WTF did he leave the match early or something. not a mention of McAteers goal

Torn-Ado
28/02/2008, 1:58 PM
Doesn't compare to Simon's best ever article (http://football.guardian.co.uk/comment/story/0,,545571,00.html).:)


Facing Patrick Kluivert and Ruud van Nistelrooy was the central defensive pairing of Steve Staunton (an Aston Villa reserve) and Richard Dunne (a Manchester City player who, despite being only 21, was by far the fastest man on the pitch).

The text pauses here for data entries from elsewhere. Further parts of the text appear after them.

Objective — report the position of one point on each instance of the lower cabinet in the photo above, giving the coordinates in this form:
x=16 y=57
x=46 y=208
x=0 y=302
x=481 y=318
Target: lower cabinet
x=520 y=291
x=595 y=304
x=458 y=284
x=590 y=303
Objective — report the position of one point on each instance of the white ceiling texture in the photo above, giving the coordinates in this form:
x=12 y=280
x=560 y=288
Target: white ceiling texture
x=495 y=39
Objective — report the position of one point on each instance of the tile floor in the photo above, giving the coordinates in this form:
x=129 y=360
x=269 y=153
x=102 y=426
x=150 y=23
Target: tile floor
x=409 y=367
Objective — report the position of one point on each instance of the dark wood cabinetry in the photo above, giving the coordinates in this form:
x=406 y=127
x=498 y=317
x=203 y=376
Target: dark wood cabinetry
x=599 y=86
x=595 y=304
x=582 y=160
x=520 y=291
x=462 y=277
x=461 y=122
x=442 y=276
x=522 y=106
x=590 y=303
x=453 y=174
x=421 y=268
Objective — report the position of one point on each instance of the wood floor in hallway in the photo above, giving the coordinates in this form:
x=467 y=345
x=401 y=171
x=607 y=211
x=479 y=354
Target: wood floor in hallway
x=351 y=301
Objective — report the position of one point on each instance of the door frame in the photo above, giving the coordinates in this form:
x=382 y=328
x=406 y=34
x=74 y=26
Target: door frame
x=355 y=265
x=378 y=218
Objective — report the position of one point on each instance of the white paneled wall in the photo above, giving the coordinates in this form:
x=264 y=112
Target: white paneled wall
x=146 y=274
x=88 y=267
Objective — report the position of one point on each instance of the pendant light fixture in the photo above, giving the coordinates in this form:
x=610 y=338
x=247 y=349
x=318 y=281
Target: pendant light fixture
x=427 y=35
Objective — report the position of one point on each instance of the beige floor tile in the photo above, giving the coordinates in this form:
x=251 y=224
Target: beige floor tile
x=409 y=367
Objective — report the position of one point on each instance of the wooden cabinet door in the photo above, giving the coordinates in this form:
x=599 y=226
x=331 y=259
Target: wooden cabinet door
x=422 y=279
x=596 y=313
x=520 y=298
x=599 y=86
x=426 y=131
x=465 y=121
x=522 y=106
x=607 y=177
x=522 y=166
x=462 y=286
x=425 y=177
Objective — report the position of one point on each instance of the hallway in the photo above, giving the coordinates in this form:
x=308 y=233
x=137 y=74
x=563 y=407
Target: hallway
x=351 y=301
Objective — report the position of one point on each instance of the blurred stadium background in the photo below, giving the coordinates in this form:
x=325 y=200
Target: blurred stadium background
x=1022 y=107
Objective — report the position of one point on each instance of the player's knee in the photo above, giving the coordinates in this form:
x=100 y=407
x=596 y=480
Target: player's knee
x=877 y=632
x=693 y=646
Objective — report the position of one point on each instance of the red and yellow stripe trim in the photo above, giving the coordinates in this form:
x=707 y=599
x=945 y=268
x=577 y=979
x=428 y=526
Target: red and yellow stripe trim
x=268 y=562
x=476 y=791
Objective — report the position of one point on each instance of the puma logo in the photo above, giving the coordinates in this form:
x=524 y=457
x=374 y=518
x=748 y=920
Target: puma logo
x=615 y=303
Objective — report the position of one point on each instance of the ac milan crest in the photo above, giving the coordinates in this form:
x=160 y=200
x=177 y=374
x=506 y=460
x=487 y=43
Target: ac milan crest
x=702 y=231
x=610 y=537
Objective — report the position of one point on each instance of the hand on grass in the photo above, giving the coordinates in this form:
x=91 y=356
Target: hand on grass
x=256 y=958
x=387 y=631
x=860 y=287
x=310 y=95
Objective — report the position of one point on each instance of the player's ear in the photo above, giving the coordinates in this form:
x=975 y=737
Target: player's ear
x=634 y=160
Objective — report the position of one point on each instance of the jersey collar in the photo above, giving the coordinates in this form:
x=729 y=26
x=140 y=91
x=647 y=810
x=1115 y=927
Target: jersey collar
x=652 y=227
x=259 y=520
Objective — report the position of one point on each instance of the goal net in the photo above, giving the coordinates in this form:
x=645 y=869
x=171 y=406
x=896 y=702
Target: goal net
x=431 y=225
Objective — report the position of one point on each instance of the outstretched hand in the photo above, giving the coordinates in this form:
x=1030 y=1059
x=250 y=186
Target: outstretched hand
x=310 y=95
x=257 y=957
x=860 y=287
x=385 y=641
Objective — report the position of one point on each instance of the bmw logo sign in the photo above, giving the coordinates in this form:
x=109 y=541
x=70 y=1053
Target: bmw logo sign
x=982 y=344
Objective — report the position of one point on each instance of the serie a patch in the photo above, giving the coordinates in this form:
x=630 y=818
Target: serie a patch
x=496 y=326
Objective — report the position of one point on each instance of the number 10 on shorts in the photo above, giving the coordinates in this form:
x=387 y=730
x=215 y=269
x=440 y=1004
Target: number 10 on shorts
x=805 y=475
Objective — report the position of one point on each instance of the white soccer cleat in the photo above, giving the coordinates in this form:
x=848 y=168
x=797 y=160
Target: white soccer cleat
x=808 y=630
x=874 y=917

A typo in there by any chance?

geysir
28/02/2008, 6:02 PM
WTF did he leave the match early or something. not a mention of McAteers goal
What would you expect, considering that he's a Dutchman, that goal must of ripped his insides apart, what do they call it - benevolent selective memory:D

Jamjar
27/03/2008, 10:30 PM
I presume he'll include Johann Cruyff who retired from international football rather than go to support the military junta in Argentina '78.

DannyInvincible
17/12/2017, 12:38 PM
I came across the following article on the relationship between football, politics and capital in the Guardian yesterday and I thought it was an interesting and well-researched read, so I'll just stick it in the "political football" thread here for anyone else who might be interested as I'm not sure where else to stick it and I'm not sure it's worth an entire new thread of its own either. :o

'Want to understand politics in the last 25 years? Look at football': https://www.theguardian.com/football/in-bed-with-maradona/2017/dec/14/politics-football-premier-league-capitalism-neoliberalism

Hitman
11/01/2018, 2:49 PM
Another Guardian piece, this time on Hungarian PM Victor Orban's football obsession.

https://www.theguardian.com/news/2018/jan/11/viktor-orban-hungary-prime-minister-reckless-football-obsession

NeverFeltBetter
03/04/2018, 3:16 PM
I was looking around for where to post these, and it seems here is good as any.

Firstly, an apology from Drogheda United's Luke Rossiter (https://www.irishtimes.com/news/ireland/irish-news/drogheda-united-player-apologises-over-belfast-trial-tweet-1.3448256)over a nasty tweet (http://leagueofireland.ie/index.php/2018/03/28/drogheda-united-horrified-by-a-players-tweet-on-paddy-jackson-trial/) he wrote regards the recent rape trial, he remains temporarily suspended from selection.

Secondly, Wexford remove a pro-choice message (https://www.thesun.ie/sport/football/2379502/wexford-fc-set-to-remove-pro-choice-billboard-outside-ferrycarrig-park-after-it-sparks-controversy-online/) from a billboard located outside the ground (so, not breaking any rules technically) after the "apolitical nature" of the club was brought into question.

Two very different circumstances obviously, but I found them interesting examples of clubs reacting to events outside of football. In the first instance, it makes me wonder what the red lines are for other clubs over player behavior in the public sphere and in the second, if any advertising related to the upcoming referendum being displayed by any business will be subject to backlash.